On Sunday
I thought I would try to extract images from a TCP Flow with
scapy
. Initial searches should
how to do this with wireshark
, but the
idea is to do this programatically and try to learn something about scapy. At
the
hackerspace
tonight, not wanting to work on anything I said I would, I
thought I would have a play with scapy.
A little bit on TCP
A TCP Flow is how we refer to the stream of packets that make what you might
call TCP Connection. The connection bit is just the start. A Flow is defined in
IP by 5 numbers:
* protocol (TCP or UDP for the most part)
* source
- address (ip address of the initiator of the connection
- port (normally a randomly chosen emphemeral port number)
* destination
- address (ip address of the host)
- port (normally a well known service number, http is 80)
A lot of time we call this the 5 tuple, or 4 tuple if we know the protocol. At
any one point in a time a given 5-tuple defines the connection(Flow).
To a programmer TCP presents a reliable byte orientated stream interface. This
means any bytes we write into our TCP socket, will come out of the other end in
order and they are guaranteed to arrive (or an error is generated).

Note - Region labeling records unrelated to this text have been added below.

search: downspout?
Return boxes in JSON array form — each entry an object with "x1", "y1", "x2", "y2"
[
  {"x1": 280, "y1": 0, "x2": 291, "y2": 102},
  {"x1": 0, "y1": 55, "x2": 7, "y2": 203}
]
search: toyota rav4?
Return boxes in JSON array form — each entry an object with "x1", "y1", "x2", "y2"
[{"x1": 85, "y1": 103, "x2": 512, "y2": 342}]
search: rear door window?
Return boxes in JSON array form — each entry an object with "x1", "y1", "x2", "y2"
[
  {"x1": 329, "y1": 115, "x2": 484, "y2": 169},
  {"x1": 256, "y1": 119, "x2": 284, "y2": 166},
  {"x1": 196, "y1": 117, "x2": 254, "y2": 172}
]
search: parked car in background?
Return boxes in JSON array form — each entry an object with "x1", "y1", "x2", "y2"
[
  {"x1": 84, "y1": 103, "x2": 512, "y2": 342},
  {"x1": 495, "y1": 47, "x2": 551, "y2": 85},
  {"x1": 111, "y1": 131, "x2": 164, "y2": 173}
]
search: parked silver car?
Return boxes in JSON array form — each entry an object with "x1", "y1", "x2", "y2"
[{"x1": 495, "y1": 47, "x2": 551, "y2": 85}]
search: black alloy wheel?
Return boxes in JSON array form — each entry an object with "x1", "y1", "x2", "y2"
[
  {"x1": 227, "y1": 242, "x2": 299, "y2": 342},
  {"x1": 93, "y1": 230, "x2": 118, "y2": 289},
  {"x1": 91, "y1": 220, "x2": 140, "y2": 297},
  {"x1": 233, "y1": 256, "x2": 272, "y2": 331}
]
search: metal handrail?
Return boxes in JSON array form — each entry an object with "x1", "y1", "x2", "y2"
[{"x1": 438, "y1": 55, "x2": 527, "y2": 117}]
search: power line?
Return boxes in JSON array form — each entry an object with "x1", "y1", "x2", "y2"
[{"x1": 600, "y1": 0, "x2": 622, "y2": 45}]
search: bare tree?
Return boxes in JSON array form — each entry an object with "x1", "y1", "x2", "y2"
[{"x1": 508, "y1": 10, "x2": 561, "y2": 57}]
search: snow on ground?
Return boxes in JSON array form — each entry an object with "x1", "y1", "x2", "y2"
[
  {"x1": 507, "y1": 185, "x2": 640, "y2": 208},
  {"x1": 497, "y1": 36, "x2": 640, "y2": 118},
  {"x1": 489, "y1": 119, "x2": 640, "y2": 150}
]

Data written into a TCP socket is broken into chunks the network can support
(normally, without fragmentation), we call these chunks of data segments. Each
segment has a sequence number, which tells the remote end where it is in the
stream, there can be a large number of these segments in the air at a time, the
flight size.
Segments can get lost in the network (well dropped by routers), reordered or
delayed.
Extracting Images
To extract images from a network capture we need to separate out the packets
into flows; reassemble TCP flows into a byte stream taking into account loss
and reordering; reconstruct the segments into a coherent byte stream; search the
byte stream for image headers and try to extract them.
This is a none trivial amount of work for a Tuesday night.
Before writing any code I did some searching, scapy might have support for flow
reconstruction(nope). I came across some references to a tool called
tcpflow
,
tcpflow
claims to be a tool for extracting TCP Flows from either a live
capture interface or a pcap file.
That looked great to me, I would grab a pcap with
tcpdump
, process out the
flows with
tcpflow
and then drop that into scapy and start looking for some
images.
Reading the
tcpflow
man page I instead found a single option that would do
all the work for me.
Images with
tcpflow
It is really easy to extract images from a http TCP Flow using
tcpflow
, you
can do this live, but I used a pcap file.
# tcpdump -w webimage.pcap host adventurist.me and port 80
I started up the dump then visited
http://adventurist.me/posts/0129
in
FireFox's porn mode.
tcpflow
will read in a pcap file with the -r flag, the -e flag will apply
magic to the flow and find you fun stuff.
$ tcpflow -r webimage.pcap -e http
tcpflow
will spit out a file for each flow, to boot it will throw in
extracted data for everything it understands.
$ ls
093.095.228.091.00080-172.031.005.168.58914
093.095.228.091.00080-172.031.005.168.58914-HTTPBODY-001.jpg
093.095.228.091.00080-172.031.005.168.58914-HTTPBODY-002.ico
093.095.228.091.00080-172.031.005.168.60028
093.095.228.091.00080-172.031.005.168.60028-HTTPBODY-001.html
093.095.228.091.00080-172.031.005.168.60028-HTTPBODY-002.css
172.031.005.168.58914-093.095.228.091.00080
172.031.005.168.60028-093.095.228.091.00080
report.xml
webimage.pcap
tcpflow
also seems to be spitting out a
report.xml
, it seems to describe
what it has just done. I image that is super useful when running
tcpflow
against a live capture. I haven't managed to get very far using scapy to pull
images out of flows, I am starting to wonder if there is really any point when
all these tools are available.